Resmen ıslık çalıyorlardı.

Saray’dan beslenmeli bir gazete ancak istifanın üzerinden 18 saat geçtikten sonra haberi "son dakika" olarak girip komik duruma düşüyordu.

Saray’ın televizyonları ancak istifanın duyulmasından 26 saat sonra olayı konuşmaya başladılar.

AKP Genel Merkezi de ıslık çalanların başında geliyordu.

Dün AKP MYK toplantısı vardı. Her toplantı sonunda olduğu gibi parti sözcüsü Ömer Çelik çıkıp açıklama yapacaktı.

Olayın üzerinden 24 saat geçtikten sonra belki de iktidar kanadından yapılacak ilk açıklama olacaktı bu; herkes nefesini tutmuş, Çelik’i bekliyordu.
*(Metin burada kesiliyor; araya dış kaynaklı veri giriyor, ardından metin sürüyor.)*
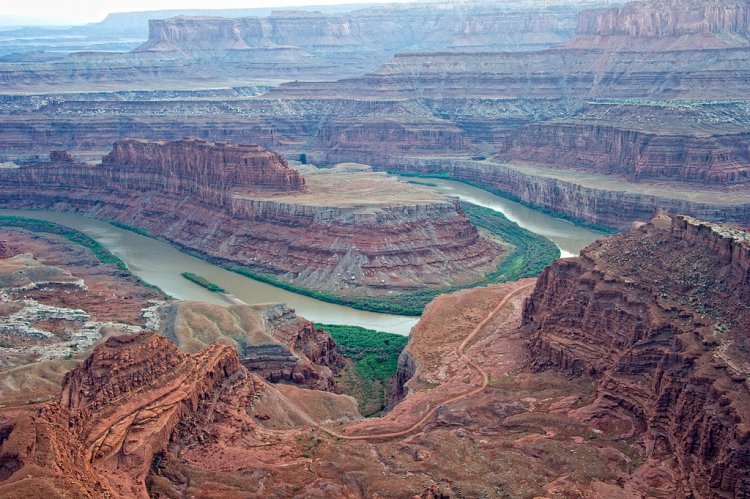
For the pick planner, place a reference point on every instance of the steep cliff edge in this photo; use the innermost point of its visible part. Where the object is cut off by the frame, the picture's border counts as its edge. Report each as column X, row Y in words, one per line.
column 271, row 340
column 354, row 234
column 639, row 152
column 123, row 406
column 663, row 18
column 658, row 317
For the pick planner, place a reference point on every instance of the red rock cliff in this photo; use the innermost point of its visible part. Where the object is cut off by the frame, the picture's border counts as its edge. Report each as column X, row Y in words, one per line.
column 116, row 411
column 173, row 190
column 720, row 159
column 661, row 18
column 208, row 171
column 659, row 318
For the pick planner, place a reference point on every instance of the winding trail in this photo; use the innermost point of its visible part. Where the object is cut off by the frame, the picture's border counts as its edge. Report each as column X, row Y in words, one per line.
column 461, row 351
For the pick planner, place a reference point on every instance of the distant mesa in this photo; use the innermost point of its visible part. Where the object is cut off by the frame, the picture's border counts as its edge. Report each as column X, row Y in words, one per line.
column 241, row 204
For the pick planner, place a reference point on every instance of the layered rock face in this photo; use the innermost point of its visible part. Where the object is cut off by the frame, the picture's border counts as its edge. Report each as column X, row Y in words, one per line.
column 121, row 408
column 209, row 172
column 722, row 158
column 510, row 25
column 115, row 412
column 271, row 340
column 665, row 18
column 285, row 46
column 173, row 190
column 658, row 318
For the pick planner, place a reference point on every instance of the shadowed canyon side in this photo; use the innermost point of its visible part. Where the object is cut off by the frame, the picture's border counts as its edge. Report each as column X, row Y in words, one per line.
column 640, row 107
column 118, row 409
column 59, row 299
column 358, row 234
column 498, row 379
column 659, row 319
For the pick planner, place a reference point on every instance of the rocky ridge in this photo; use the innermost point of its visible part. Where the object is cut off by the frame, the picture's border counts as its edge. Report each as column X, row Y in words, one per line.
column 118, row 410
column 658, row 318
column 309, row 238
column 271, row 340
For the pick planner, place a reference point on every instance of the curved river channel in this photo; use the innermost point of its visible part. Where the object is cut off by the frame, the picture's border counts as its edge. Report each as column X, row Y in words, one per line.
column 160, row 264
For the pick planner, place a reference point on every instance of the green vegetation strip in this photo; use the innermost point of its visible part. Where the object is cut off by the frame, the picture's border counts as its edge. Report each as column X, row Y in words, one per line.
column 100, row 252
column 528, row 256
column 202, row 281
column 445, row 175
column 375, row 358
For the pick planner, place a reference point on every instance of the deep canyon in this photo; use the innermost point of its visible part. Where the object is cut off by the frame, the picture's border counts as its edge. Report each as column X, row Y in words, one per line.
column 552, row 199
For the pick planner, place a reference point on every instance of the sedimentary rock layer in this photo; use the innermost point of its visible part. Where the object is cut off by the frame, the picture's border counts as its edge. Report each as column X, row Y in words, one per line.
column 510, row 25
column 120, row 408
column 664, row 18
column 615, row 205
column 679, row 142
column 324, row 244
column 658, row 318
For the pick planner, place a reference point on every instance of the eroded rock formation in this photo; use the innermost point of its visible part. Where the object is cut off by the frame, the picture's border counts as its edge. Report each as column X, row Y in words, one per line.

Çelik çıktı açıklamasını yaptı. Ancak istifa konusuna tek satır olsun değinmedi. Bir gazetecinin sorusu üzerine "Gündemimizde istifa konusu yoktu, cumhurbaşkanının takdiridir" demekle yetindi.

Anlaşılan Erdoğan "partili cumhurbaşkanı" olmaktan da vazgeçmişti; başkanı olduğu partinin MYK toplantısında istifa konusunu konuşmamayı seçmişti!

Elbette son 25 saatte yaşadığımız bu süreç sadece Saray medyasının çoktan gazetecilikten vazgeçip Saray’ın PR bülteni olduğunu resmen ilan etmesiyle sınırlı değildi.

Yaşanılan bu olay aslında bütün bir sistemin çöktüğünün resmen ilanıydı.

AKP iktidarının sondan bir önceki başbakanı olan, Gelecek Partisi Genel Başkanı Ahmet Davutoğlu dün çöken bu tabloyu tüm köşeleriyle tanımlıyordu:

"Dün gece hem devlet teamüllerimiz, hem demokrasimiz, hem basın özgürlüğümüz hem de ülkemizin eğitim kalitesi açısından ciddi bir hüzün ve hicap duydum."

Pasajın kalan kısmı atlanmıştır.